Denis Brohier : Après avoir travaillé aux côtés de son père Alfred et de son frère Georges, mon père Jean s’est installé à Sainte-Marie-du-Mont en 1962 sur la ferme où nous élevons avec Sylvie. C’était un grand cavalier de jeunes chevaux qui les menait jusqu’au niveau international, et un fin dresseur avec un vrai sens du cheval. Il aimait les chevaux près du sang, et c’est ce qui l’a amené à acheter deux juments, Ma Pomme (Furioso, Ps) et Il Pleut Bergère (Foudroyant II, Ps), qui sont à la base de notre élevage encore aujourd’hui. Après le bac, j’ai été aide familial à la ferme avant d’effectuer mon service militaire au CSEM de Fontainebleau. À mon retour, je me suis installé à mon compte. Nous étions alors en 1976 ! J’ai eu la chance que mon père me laisse beaucoup de liberté. Il n’avait que trois ou quatre juments à l’élevage, auxquelles s’ajoutaient des chevaux de propriétaires et quelques 3 ans achetés pour la valorisation dont je m’occupais. Nous n’avons pas eu d’affixe jusqu’en 1999-2000 avec l’année des “O” et l’arrivée d’Old Chap Tame (Carthago, Holst). Ce fut le premier grand changement dans notre façon de fonctionner. Quelques années auparavant, j’ai convaincu mon père d’arrêter les vaches à lait, que nous avons remplacées par des vaches allaitantes. Mon grand-père disait toujours : “Il faut quatre vaches pour un cheval, pas l’inverse.” Alors, même si ce n’est pas tout à fait le cas, nous conservons toujours des bovins pour permettre la rotation sur les pâtures.

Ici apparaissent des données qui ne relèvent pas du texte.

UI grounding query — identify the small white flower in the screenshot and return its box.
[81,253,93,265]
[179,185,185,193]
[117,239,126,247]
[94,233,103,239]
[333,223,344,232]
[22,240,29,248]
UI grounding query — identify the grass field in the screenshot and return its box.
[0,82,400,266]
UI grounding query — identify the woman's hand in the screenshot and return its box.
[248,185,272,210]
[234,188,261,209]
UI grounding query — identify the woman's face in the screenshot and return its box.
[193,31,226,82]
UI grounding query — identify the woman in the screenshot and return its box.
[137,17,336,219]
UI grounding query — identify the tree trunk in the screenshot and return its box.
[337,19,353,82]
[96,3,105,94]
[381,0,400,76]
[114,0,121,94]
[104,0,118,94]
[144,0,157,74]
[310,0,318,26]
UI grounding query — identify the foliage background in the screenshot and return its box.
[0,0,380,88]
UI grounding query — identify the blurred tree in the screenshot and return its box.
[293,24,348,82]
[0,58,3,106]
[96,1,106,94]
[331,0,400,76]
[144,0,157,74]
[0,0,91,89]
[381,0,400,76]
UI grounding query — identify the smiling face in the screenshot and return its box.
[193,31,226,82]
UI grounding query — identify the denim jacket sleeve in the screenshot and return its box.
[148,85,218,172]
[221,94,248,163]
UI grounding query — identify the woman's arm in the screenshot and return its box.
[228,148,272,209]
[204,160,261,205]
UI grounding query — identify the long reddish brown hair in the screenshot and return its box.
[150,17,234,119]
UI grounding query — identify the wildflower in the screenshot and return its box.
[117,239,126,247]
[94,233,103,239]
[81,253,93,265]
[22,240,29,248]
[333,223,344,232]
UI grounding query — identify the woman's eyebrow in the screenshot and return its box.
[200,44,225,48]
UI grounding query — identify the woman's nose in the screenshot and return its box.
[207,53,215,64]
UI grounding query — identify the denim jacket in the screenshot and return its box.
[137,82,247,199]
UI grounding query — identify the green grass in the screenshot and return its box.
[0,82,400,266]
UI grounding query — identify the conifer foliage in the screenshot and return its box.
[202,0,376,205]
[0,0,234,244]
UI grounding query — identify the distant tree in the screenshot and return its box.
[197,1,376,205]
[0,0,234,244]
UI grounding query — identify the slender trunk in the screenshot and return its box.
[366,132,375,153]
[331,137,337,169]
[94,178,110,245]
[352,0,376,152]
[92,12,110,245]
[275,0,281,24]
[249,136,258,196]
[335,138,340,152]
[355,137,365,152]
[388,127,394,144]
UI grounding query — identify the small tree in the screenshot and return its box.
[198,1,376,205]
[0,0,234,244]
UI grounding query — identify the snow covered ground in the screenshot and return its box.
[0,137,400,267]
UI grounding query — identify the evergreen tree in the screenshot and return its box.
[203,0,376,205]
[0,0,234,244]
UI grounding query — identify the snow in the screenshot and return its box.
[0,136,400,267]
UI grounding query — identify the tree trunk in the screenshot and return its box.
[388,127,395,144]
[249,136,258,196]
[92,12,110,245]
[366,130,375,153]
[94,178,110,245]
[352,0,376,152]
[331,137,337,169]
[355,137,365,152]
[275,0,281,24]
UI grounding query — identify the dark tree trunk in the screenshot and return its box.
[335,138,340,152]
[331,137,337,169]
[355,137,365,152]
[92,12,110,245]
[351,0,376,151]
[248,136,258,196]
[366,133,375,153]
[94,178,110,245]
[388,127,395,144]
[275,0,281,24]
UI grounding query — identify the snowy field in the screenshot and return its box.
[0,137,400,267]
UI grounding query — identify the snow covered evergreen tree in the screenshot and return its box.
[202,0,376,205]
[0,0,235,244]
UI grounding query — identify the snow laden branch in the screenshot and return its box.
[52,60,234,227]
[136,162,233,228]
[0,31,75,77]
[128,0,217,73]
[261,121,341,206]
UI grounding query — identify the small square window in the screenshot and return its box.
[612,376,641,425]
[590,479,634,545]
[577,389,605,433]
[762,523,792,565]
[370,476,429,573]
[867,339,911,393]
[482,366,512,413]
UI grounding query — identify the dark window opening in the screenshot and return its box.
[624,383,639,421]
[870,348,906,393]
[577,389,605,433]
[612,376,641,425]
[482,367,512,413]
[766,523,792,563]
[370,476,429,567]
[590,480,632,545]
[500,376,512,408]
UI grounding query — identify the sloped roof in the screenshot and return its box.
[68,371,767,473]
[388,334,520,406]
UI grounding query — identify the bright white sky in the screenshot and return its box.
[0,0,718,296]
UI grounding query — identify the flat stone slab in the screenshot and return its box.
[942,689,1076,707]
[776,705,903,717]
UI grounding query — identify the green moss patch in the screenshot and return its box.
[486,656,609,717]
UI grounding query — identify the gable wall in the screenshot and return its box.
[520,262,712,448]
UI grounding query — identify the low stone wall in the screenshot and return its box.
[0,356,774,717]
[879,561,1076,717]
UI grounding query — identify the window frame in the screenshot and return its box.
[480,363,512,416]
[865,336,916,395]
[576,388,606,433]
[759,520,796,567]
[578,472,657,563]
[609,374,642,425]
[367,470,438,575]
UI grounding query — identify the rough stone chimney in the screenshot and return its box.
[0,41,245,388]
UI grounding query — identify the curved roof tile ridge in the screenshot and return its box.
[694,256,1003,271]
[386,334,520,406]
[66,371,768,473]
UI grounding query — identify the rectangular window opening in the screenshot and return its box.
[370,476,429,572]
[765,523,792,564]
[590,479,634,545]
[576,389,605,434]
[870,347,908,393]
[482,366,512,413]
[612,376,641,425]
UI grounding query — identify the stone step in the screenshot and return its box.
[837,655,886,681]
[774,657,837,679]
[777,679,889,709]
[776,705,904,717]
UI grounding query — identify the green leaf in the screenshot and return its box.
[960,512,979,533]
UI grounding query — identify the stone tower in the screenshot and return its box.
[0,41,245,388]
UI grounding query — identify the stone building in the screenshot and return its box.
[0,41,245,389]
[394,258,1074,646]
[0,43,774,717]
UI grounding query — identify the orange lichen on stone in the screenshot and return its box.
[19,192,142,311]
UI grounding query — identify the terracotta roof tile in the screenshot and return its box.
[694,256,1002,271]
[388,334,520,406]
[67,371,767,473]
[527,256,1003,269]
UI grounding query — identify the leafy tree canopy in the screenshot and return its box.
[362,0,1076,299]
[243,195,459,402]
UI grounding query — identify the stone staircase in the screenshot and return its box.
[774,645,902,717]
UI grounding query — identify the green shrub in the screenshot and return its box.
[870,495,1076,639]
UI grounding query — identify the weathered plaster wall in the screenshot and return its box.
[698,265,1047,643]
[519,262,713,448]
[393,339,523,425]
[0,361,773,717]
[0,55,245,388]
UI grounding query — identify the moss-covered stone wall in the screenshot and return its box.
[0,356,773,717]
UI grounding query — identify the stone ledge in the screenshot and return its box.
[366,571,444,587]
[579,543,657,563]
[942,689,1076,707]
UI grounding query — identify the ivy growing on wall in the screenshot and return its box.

D. B. : Le troisième changement majeur, c’est l’usage du transfert d’embryon. Nous avons débuté avec l’aide de la famille Levallois dans les années 2000, d’abord avec Parenthèse Tame, ISO 165 (Helios de la Cour). Nous avons actuellement environ vingt-cinq porteuses. Nous travaillons énormément sur l’amélioration génétique de la voie femelle depuis une décennie, et faire appel au transfert accélère le progrès, spécialement avec les jeunes juments. Les meilleures bénéficient de cette technique à 4, 5 et 6 ans. Nous essayons de nous limiter à dix-sept, dix-huit naissances annuelles afin de conserver un élevage à taille humaine conduit en extensif. Cela nous permet de rentrer presque tous les chevaux l’hiver, à l’exception d’une douzaine de juments installées sur une parcelle saine en bord de mer. Au total, nous exploitons 120 hectares sur lesquels grandissent une centaine d’équidés.

D. B. : Pour les juments, la locomotion et le coup de saut constituent des qualités primordiales. Nos chevaux ne franchissent jamais plus de 1 mètre-1,10 mètre à la maison car j’estime que ce n’est pas nécessaire de les faire sauter plus haut pour voir leurs qualités. Ensuite, à nous de détecter les bons sujets. Personnellement, j’aime demander l’avis de personnes extérieures. J’invite régulièrement d’autres professionnels à venir voir nos produits. Christian Hermon, Thomas Rousseau, Reynald Angot sont déjà venus les voir sauter. Depuis deux ans, Jean-Luc Dufour passe nous donner son opinion. Je trouve ça très intéressant d’écouter leurs commentaires car ils posent un œil neuf sur des chevaux que nous voyons tous les jours et auxquels nous sommes habitués.